Using Active Focus our team of penetration testers has managed to compromise a targets ridicoulusly fast via the following methodology:
- Monitor certificate transparency logs to identify any instances of your target brand name.
- When a new certificate is detected, perform DNS delta checking to determine if the domain resolves to an IP address.
- If the domain resolves to an IP address, initiate regular port scans to discover available network services.
- Once network services are identified, conduct assessments with penetration testers. Additionally, employ delta checking to monitor for changes and new deployments.
- When there is a change, proceed with your security testing and exploitation as needed.
Certificate Transparency for Penetration Testers, Bug Bount Hunters and Threat Actors
As we’ve mentioned earlier, Certificate Transparency (CT) logs can sometimes enable our penetration testing team to highlight risks to our customers with astonishing speed. Often, our clients are amazed at how quickly we can identify vulnerabilities and demonstrate their security gaps. Are you curious about what CT logs can reveal about your domain? Fortunately, tools like crt.sh allow you to search the historical issuance of certificates for any given domain. For example, you can search for %.sans.org to find all certificates issued for sans.org and its subdomains.

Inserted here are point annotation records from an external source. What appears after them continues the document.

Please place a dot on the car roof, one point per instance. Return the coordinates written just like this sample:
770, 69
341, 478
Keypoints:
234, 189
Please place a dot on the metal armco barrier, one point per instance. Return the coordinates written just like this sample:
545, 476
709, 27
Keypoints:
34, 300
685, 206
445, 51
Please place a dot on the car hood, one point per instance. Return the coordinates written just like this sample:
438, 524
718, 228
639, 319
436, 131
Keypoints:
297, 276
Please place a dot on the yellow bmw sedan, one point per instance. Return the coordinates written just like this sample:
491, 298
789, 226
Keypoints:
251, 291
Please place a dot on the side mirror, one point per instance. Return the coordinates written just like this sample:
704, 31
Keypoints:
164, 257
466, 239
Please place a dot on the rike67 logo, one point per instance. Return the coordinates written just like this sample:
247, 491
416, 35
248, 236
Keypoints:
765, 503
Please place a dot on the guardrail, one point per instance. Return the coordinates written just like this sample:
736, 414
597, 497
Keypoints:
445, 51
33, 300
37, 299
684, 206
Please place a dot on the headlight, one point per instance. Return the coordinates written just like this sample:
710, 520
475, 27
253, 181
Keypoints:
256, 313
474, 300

Even if real-time monitoring of CT logs is not feasible for you, you can still search through them to uncover potential attack surfaces quickly. Crt.sh also supports direct querying via SQL, allowing penetration testers and bug bounty hunters to search the database from the command line, providing a powerful tool for comprehensive security assessments.
Finding vulnerabilities often require you to have first movers advantage, and hopefully we have been able to demonstrate to you how CT logs can help in achieving that.
Why do we have CT logs?
Considering that CT logs pose a possible blatant information leak if you are not aware of them, it is quite natural to ask ourselves, why do we even have them? Certificate Transparency (CT) logs were introduced to address weaknesses in the certificate issuance system. Before CT logs, it was difficult to detect misissued or malicious certificates because there was no public record of issued certificates. CT logs solve this by creating a publicly accessible repository of all issued certificates. This allows anyone to monitor and audit the issuance of certificates, making it easier to detect and respond to unauthorized or fraudulent certificates, enhancing overall internet security by ensuring transparency and accountability in the certificate issuance process.

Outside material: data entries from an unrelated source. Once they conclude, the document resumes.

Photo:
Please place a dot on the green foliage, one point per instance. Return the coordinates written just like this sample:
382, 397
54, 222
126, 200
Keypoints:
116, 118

Meta has a service where they can notify you when a new certificate has been created: https://developers.facebook.com/tools/ct/search/, while Cloudflare has a similar notification system: https://developers.cloudflare.com/ssl/edge-certificates/additional-options/certificate-transparency-monitoring/.

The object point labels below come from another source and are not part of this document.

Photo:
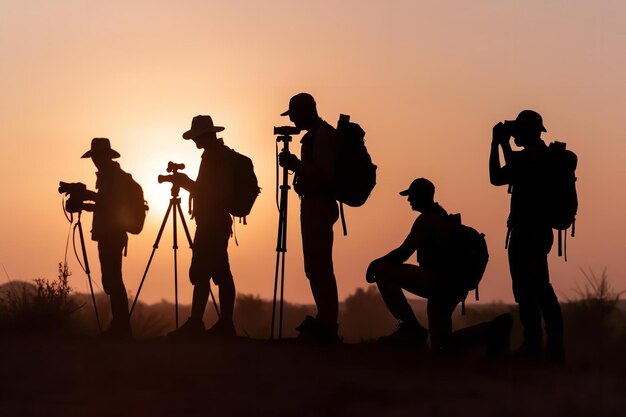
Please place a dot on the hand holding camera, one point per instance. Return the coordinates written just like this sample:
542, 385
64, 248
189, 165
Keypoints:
289, 161
77, 192
502, 132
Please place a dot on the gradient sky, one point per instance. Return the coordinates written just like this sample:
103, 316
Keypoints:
426, 79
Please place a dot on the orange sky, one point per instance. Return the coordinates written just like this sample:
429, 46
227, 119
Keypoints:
426, 79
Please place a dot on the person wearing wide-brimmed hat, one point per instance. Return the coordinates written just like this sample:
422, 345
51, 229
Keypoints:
210, 192
109, 232
315, 172
531, 235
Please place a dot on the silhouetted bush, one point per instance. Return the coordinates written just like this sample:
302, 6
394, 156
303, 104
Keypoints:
594, 323
43, 308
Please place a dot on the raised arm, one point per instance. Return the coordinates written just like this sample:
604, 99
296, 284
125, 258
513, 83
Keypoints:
498, 174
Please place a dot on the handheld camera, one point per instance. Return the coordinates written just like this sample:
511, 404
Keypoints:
286, 130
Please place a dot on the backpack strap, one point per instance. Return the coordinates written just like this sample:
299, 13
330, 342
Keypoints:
343, 219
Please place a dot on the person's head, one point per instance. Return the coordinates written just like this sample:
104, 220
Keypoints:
203, 132
101, 153
527, 127
302, 110
421, 194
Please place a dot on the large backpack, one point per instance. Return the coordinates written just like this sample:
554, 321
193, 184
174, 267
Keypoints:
244, 187
561, 196
133, 207
468, 255
355, 174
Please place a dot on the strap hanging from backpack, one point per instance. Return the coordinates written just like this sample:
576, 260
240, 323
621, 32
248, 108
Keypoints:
343, 219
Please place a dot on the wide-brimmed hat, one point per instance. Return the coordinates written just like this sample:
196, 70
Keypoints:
199, 125
530, 119
301, 102
101, 146
421, 187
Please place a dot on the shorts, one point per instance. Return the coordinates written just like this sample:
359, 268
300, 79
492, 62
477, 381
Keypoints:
210, 256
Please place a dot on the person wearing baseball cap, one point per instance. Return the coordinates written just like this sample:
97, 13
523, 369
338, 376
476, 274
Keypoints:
209, 260
530, 235
433, 279
315, 172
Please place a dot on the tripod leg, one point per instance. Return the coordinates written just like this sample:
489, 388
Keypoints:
175, 247
279, 253
282, 269
87, 270
154, 248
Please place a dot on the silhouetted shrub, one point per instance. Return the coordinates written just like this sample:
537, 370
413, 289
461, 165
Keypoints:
593, 320
42, 308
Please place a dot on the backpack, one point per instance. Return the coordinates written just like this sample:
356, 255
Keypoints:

Even your browsers can implement Certificate Transparency as a security measure, for example Google Chrome. Google Chrome has been a pioneer in implementing CT. Since May 2018, Chrome requires all publicly trusted TLS certificates to be logged in CT logs to be recognized as valid. This means that if a certificate is not logged, Chrome will not trust it, thereby preventing users from accessing the site. Chrome also introduced the Expect-CT header, which allows site operators to instruct browsers to only trust certificates logged in CT logs.